Within months imperial troops had occupied Rome and made Pius VII a prisoner within the Vatican. (They later moved him to Liguria and eventually to Fontainebleau in 1812.) In 1809, Napoleon annexed the Papal State as two new French departments. Calmly recalcitrant, the pope withheld investiture from new bishops and refused to bless Napoleon's new marriage with MarieLouise of Austria. As a result, their son, defiantly named the King of Rome, was illegitimate in the eyes of the church. Napoleon's original Concordat with the church had essentially crumbled, while Pius's stature rose dramatically and his ill treatment fostered ever-greater resentment towards Napoleon in Catholic Europe. Bonaparte pressured the pope into signing a new even more Gallican agreement, the Concordat of Fontainebleau, but the empire collapsed before its implementation and Napoleon finally sent Pius back to Italy in 1814.

The disastrous breakdown of Napoleon's relations with the papacy and the Catholic Church in some ways paralleled the broader trajectory of Napoleon's rule. Just as his geopolitical reach had far exceeded his grasp by 1813, so too his religious policy had suffered because he overestimated his own power and his ability to effect far-reaching change. In moving too far beyond the successful religious pacification of France in 1802, Napoleon had proved only too well his own insight that political peace demanded a secure religious settlement within Europe.

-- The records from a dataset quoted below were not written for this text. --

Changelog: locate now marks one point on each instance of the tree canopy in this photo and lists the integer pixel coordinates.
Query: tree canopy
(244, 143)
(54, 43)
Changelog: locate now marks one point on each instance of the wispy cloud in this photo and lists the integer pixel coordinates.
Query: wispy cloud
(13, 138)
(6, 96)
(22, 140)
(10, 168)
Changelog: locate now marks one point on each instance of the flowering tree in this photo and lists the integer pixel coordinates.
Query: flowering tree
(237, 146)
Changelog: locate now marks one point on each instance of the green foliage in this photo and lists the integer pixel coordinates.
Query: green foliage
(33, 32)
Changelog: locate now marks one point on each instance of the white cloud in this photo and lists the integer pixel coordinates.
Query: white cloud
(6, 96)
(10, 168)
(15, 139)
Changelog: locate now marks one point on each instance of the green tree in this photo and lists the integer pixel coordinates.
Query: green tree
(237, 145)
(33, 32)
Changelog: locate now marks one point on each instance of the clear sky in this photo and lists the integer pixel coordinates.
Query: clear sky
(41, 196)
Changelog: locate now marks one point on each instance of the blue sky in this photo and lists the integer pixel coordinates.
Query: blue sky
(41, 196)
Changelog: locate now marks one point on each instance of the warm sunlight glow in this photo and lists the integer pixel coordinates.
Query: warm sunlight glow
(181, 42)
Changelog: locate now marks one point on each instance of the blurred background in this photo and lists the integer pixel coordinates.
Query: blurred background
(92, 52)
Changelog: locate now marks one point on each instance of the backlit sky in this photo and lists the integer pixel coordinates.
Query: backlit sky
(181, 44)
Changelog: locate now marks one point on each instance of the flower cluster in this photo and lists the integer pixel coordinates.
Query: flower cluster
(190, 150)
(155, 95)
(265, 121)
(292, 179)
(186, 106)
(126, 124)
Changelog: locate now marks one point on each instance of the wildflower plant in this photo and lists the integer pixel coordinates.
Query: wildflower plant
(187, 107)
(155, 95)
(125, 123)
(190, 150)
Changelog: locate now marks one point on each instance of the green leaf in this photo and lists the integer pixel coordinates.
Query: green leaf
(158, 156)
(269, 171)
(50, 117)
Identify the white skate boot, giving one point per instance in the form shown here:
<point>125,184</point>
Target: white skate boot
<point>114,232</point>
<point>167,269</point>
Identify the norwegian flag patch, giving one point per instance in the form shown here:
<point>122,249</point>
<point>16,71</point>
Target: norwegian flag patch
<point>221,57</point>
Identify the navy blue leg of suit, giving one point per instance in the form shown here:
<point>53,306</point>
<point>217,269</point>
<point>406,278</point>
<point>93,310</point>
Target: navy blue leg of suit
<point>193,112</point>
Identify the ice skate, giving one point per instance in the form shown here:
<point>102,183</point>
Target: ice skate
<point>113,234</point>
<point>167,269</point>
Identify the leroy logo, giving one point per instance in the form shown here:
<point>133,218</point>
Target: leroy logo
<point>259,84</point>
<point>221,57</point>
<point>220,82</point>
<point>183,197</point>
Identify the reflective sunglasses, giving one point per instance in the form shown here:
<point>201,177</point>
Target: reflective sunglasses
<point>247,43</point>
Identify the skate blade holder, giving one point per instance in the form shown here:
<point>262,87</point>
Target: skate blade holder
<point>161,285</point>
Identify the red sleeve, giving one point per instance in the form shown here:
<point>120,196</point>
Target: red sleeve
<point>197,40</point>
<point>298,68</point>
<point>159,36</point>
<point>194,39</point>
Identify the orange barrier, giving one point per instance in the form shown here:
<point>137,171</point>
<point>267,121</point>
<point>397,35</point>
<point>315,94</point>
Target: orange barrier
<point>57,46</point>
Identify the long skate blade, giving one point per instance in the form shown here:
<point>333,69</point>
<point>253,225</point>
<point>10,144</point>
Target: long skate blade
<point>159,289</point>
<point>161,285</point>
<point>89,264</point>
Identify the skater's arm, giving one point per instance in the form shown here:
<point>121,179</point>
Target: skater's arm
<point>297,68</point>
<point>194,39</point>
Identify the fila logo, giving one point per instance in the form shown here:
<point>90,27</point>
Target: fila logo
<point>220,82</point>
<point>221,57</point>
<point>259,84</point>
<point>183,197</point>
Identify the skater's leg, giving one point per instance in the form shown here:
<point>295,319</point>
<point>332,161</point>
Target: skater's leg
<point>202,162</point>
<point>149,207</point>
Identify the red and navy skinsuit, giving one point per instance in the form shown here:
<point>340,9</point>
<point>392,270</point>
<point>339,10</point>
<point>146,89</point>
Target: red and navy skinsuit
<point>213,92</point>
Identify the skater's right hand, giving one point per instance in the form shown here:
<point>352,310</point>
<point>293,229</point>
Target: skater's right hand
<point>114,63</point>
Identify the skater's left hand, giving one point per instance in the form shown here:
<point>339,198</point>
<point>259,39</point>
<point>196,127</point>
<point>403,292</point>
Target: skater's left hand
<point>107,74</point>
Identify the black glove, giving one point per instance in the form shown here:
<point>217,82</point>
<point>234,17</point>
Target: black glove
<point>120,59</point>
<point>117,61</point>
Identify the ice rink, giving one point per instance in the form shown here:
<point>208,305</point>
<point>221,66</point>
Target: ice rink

While Europeans rejoiced at Napoleon's downfall, many Catholics in France welcomed back the Bourbon monarchy, deeply allied with the church.

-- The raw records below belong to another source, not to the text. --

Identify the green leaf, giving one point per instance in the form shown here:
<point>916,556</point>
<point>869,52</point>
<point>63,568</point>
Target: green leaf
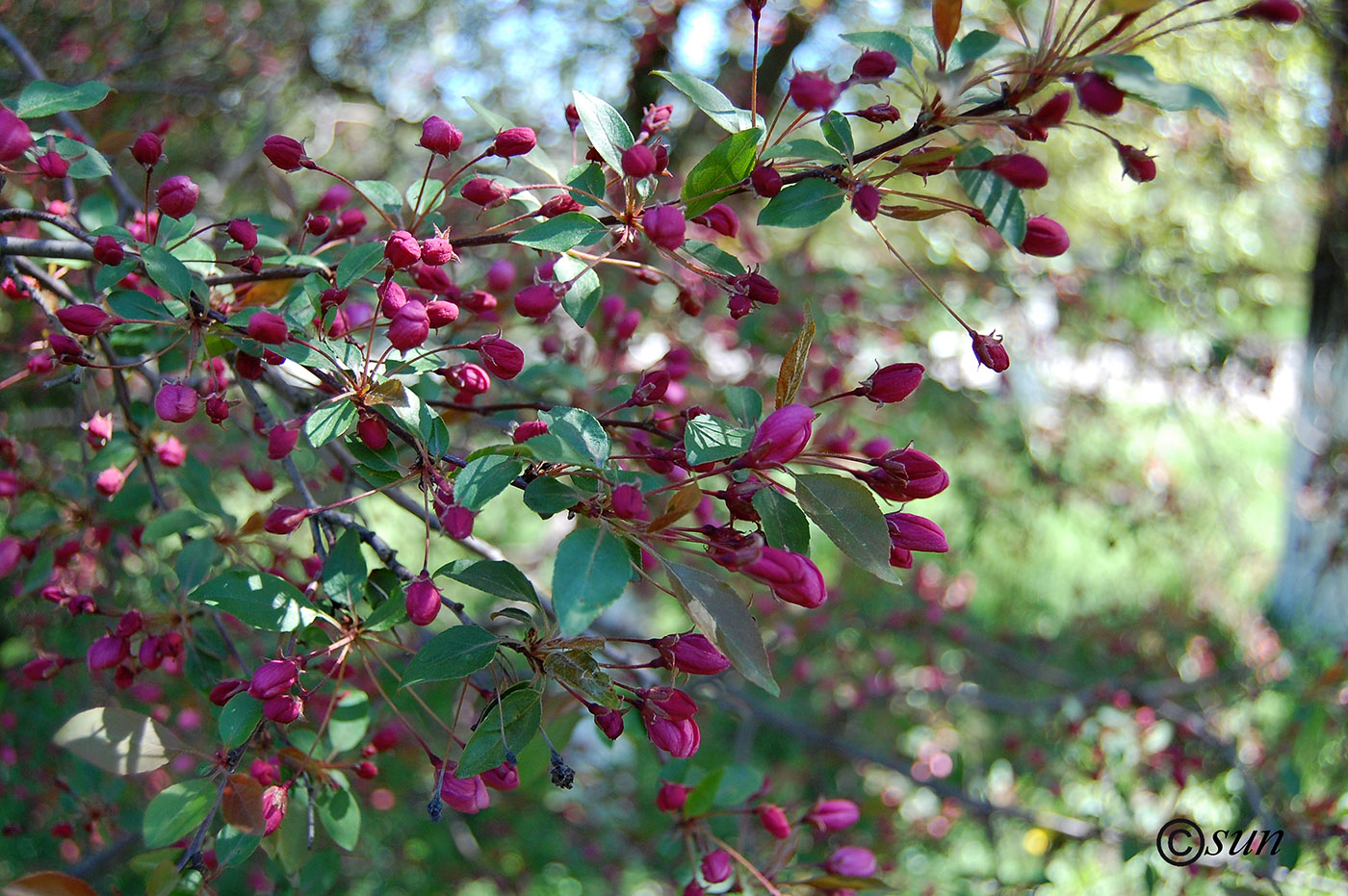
<point>329,421</point>
<point>838,131</point>
<point>238,720</point>
<point>848,515</point>
<point>589,573</point>
<point>383,194</point>
<point>357,262</point>
<point>710,438</point>
<point>573,437</point>
<point>784,523</point>
<point>117,740</point>
<point>712,101</point>
<point>894,43</point>
<point>583,298</point>
<point>484,751</point>
<point>723,617</point>
<point>177,810</point>
<point>350,721</point>
<point>346,570</point>
<point>713,258</point>
<point>717,174</point>
<point>166,271</point>
<point>260,600</point>
<point>562,232</point>
<point>44,97</point>
<point>494,576</point>
<point>339,812</point>
<point>604,127</point>
<point>802,205</point>
<point>484,478</point>
<point>994,195</point>
<point>452,653</point>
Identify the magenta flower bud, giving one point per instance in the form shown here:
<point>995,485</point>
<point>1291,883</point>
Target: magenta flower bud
<point>670,798</point>
<point>1045,238</point>
<point>108,251</point>
<point>873,66</point>
<point>512,141</point>
<point>893,383</point>
<point>87,320</point>
<point>15,137</point>
<point>424,600</point>
<point>691,653</point>
<point>664,226</point>
<point>410,326</point>
<point>175,403</point>
<point>107,651</point>
<point>269,327</point>
<point>812,90</point>
<point>484,192</point>
<point>177,197</point>
<point>536,300</point>
<point>721,218</point>
<point>528,430</point>
<point>1273,11</point>
<point>280,441</point>
<point>273,678</point>
<point>283,709</point>
<point>1136,164</point>
<point>782,435</point>
<point>402,249</point>
<point>286,152</point>
<point>831,815</point>
<point>765,181</point>
<point>148,148</point>
<point>866,202</point>
<point>53,166</point>
<point>465,795</point>
<point>637,161</point>
<point>852,861</point>
<point>774,821</point>
<point>990,352</point>
<point>502,357</point>
<point>1098,93</point>
<point>716,866</point>
<point>437,251</point>
<point>440,137</point>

For all that the Bourbons might dream of returning to the ancien regime, the revolutionary and Napoleonic eras had fundamentally transformed Catholicism. Until the 1905 separation of church and state, the Concordat of 180102 framed the complex relationship between the newly secular state and the Catholic Church, debunked from its ancien regime dominance yet solidly acknowledged as the 'religion of the majority of the French'. Moreover, the divisive religious politics of the 1790s lived on in French memory: Catholicism, most often allied with the Right, remained deeply embroiled in the political struggles between Left and Right. Last but not least, in France and the empire, the revolutionary and Napoleonic eras had fostered both secularization and religious zeal: over the course of the nineteenth century, the decline in religious practice would co-exist with currents of deep devotion.